Brady said Trillanes knew Pangilinan and del Rosario go way back, and that it was del Rosario who introduced Pangilinan to Indonesian shareholders for his purchase of the Philippine Long Distance Co. (PLDT). Trillanes supposedly said that del Rosario was the one who threatened the Yuchengco group to sell their stake in PLDT.
Nonetheless, Trillanes supposedly alleged that del Rosario was not for any peaceful settlement with China because he wants to boost Pangilinan’s chances in the exploration of the Recto Bank in the South China Sea. That part is also being claimed by China.
Trillanes also supposedly asked the Chinese which official in the country they would prefer talking to as an “alternative channel.” The Chinese officials supposedly asked for Vice President Jejomar Binay.
It was then that Trillanes suggested the name of Mar Roxas to become the channel between the Chinese and Malacañang. He also suggested that Roxas become DFA chief.
“He’s even intriguing the president and the vice president,” Enrile said.
Enrile did not finish reading Brady’s notes, saying there are still “sordid” details left. He also did not read anymore a “white paper” supposedly disseminated by Trillanes against the DFA.
Enrile said Trillanes had “arrogated” unto himself the role of handling foreign relations.
He said Trillanes met with the Chinese 16 times “quietly, secretly, clandestinely.”
“What did he talk with them? Who initiated the talks? Did they pay for his trip to Beijing?” Enrile asked, noting Trillanes left the Senate session since he knew he would be asked on such matters..
In response to the clash in the Senate, Del Rosario said: "The DFA executes the foreign policy of the President. We will not dignify those who are working to divide us.

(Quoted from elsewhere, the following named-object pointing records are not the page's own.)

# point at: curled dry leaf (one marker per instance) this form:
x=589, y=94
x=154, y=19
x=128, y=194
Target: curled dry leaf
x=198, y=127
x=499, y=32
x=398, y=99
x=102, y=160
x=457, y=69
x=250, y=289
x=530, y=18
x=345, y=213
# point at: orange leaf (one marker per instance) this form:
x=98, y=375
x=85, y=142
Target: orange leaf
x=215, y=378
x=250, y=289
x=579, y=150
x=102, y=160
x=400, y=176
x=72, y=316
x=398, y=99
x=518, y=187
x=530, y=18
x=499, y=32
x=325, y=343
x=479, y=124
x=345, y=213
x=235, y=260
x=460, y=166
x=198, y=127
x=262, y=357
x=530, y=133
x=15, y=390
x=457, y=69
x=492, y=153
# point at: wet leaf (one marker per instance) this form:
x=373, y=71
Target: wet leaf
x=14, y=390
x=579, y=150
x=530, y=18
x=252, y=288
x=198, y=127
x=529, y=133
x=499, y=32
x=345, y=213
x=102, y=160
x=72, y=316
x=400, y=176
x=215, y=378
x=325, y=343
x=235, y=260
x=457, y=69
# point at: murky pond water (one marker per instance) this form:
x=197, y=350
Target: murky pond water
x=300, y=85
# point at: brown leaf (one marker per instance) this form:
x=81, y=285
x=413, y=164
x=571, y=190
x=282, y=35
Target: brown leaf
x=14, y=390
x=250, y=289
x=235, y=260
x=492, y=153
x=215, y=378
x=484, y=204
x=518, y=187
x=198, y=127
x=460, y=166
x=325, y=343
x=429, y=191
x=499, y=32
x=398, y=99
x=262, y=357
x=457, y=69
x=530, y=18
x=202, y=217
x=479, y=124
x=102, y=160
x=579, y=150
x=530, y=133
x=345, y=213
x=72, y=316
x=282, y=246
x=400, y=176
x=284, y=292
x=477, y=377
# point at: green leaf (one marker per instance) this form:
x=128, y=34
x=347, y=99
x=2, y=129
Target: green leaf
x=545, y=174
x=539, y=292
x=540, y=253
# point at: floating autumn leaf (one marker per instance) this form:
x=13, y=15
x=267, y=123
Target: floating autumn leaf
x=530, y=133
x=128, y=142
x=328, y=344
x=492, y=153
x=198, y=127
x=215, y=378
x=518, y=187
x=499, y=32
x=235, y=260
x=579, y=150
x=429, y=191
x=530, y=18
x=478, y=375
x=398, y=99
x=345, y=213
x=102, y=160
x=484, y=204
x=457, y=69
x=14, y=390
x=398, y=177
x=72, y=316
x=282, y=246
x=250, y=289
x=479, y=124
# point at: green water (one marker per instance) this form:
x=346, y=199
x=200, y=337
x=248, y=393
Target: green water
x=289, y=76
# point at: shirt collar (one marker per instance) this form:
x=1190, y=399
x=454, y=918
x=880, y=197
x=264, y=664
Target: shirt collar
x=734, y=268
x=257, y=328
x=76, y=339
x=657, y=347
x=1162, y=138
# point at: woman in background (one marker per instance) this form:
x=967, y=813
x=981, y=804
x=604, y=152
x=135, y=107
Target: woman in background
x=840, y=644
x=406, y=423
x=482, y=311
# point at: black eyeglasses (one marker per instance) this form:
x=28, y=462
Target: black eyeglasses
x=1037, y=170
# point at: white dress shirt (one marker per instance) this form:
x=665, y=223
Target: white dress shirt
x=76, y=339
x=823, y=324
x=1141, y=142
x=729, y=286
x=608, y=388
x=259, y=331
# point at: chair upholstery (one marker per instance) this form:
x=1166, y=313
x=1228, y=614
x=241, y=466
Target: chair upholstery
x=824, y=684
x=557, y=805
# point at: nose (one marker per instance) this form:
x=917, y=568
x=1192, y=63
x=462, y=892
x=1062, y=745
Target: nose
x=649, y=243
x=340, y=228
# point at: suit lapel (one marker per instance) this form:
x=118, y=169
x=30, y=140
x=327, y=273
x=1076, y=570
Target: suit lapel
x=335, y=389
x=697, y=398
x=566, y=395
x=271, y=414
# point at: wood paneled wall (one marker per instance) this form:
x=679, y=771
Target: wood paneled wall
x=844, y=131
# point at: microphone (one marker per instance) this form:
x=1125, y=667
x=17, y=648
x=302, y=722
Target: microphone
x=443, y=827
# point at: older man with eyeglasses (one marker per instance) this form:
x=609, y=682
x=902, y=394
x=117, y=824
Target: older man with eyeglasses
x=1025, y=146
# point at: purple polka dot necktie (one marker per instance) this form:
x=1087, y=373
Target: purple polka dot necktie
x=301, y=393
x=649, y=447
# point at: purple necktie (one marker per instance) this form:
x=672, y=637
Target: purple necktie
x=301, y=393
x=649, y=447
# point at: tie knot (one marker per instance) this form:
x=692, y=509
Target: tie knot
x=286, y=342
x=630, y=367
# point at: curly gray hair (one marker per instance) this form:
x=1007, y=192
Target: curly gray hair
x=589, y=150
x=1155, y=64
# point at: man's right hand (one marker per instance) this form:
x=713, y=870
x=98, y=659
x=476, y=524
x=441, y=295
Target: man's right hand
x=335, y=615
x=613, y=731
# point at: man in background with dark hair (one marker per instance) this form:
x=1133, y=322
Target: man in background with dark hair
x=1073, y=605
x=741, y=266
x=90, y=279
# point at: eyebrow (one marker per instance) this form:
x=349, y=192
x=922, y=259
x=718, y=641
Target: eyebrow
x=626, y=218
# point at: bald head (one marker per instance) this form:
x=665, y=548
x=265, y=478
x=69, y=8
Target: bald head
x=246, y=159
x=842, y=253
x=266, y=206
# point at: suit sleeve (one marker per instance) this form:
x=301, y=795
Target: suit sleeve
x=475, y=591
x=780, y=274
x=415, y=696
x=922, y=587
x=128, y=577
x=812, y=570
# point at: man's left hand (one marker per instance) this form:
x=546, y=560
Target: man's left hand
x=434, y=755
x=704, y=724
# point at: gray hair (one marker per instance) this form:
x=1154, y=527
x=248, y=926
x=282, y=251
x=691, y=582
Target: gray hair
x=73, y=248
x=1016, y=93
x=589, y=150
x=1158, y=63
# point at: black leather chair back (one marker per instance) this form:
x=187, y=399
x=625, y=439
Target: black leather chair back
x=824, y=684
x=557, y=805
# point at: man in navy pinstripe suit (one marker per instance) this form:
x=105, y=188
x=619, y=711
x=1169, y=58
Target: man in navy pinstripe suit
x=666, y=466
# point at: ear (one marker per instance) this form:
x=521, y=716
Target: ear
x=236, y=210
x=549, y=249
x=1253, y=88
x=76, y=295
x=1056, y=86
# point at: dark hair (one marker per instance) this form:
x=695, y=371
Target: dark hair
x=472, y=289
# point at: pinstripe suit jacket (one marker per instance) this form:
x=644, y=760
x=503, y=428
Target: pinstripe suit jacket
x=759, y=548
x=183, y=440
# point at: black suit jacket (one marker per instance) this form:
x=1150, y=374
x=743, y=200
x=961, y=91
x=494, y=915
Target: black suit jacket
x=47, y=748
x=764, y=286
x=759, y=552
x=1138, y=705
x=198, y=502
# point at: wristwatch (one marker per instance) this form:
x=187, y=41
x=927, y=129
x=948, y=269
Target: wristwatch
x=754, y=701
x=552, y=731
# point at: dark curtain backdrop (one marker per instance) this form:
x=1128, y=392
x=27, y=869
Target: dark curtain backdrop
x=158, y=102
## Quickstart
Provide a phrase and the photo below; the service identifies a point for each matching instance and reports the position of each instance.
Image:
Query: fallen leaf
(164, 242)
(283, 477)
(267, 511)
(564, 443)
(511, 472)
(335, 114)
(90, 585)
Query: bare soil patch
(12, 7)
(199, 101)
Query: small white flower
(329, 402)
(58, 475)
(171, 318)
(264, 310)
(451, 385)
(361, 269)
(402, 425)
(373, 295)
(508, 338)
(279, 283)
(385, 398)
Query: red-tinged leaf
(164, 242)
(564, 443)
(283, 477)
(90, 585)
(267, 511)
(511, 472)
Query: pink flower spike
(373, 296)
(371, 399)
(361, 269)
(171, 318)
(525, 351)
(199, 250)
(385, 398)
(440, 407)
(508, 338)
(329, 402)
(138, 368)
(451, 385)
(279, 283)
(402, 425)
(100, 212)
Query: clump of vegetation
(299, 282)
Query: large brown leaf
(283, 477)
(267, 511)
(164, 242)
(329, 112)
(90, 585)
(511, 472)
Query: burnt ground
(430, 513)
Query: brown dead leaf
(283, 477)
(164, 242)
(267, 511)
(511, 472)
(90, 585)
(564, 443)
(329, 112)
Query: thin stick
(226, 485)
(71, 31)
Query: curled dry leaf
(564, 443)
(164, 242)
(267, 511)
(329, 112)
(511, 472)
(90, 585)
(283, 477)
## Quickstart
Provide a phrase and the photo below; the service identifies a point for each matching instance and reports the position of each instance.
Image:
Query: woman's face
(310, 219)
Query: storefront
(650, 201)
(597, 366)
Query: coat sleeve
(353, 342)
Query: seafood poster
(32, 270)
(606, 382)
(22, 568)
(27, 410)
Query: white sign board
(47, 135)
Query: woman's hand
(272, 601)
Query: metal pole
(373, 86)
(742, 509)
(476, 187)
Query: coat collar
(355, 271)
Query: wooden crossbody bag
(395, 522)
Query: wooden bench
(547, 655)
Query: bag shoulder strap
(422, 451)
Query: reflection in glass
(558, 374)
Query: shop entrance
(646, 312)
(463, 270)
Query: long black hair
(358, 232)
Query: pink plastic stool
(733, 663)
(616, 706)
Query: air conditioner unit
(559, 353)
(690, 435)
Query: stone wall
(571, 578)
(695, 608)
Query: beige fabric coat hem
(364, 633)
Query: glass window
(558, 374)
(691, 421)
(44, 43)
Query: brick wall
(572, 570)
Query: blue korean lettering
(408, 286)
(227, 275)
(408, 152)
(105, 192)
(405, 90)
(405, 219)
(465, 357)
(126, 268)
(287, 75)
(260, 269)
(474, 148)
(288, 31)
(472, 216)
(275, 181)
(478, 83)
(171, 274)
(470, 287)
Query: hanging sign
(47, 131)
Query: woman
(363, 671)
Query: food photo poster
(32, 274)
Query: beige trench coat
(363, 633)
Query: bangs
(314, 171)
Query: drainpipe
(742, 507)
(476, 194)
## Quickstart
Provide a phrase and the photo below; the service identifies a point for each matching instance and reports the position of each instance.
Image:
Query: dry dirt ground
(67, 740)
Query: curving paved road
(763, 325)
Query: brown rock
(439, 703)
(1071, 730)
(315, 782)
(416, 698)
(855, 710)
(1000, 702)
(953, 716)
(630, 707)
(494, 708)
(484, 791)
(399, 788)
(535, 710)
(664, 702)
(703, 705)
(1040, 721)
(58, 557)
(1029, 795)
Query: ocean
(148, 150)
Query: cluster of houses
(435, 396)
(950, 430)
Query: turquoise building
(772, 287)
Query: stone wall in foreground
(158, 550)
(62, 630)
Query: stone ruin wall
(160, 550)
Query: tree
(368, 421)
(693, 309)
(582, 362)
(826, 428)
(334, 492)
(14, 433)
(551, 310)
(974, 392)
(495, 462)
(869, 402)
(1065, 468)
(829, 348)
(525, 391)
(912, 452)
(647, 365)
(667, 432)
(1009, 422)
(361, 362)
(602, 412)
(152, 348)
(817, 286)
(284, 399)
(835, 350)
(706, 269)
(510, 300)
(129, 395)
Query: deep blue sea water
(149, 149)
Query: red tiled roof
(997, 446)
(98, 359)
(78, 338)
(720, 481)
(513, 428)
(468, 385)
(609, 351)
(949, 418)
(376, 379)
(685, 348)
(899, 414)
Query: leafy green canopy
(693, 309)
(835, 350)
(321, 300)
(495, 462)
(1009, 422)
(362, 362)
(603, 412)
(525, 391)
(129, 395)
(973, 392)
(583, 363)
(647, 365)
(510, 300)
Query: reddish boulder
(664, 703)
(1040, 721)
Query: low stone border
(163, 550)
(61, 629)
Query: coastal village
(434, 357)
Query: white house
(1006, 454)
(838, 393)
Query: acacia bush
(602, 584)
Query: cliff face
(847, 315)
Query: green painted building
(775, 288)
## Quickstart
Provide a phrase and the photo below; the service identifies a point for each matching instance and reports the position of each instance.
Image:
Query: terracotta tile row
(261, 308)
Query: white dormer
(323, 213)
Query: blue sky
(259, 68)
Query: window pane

There must be one policy and one team in promoting our national interest in the West Philippine Sea."
'China to gain from squabble'
Muntinlupa Rep. Rodolfo Biazon believes Enrile should have exercised more prudence in reading from a transcript of what happened during a top-secret meeting with leaders of the country trying to find solutions to the China standoff.
He said that the Senate President could have given away state secrets by revealing what could be top secret information and strategy.
With the on going battle Senate squabble, China could be the main beneficiary of such revelations, Biazon, a former military chief, said.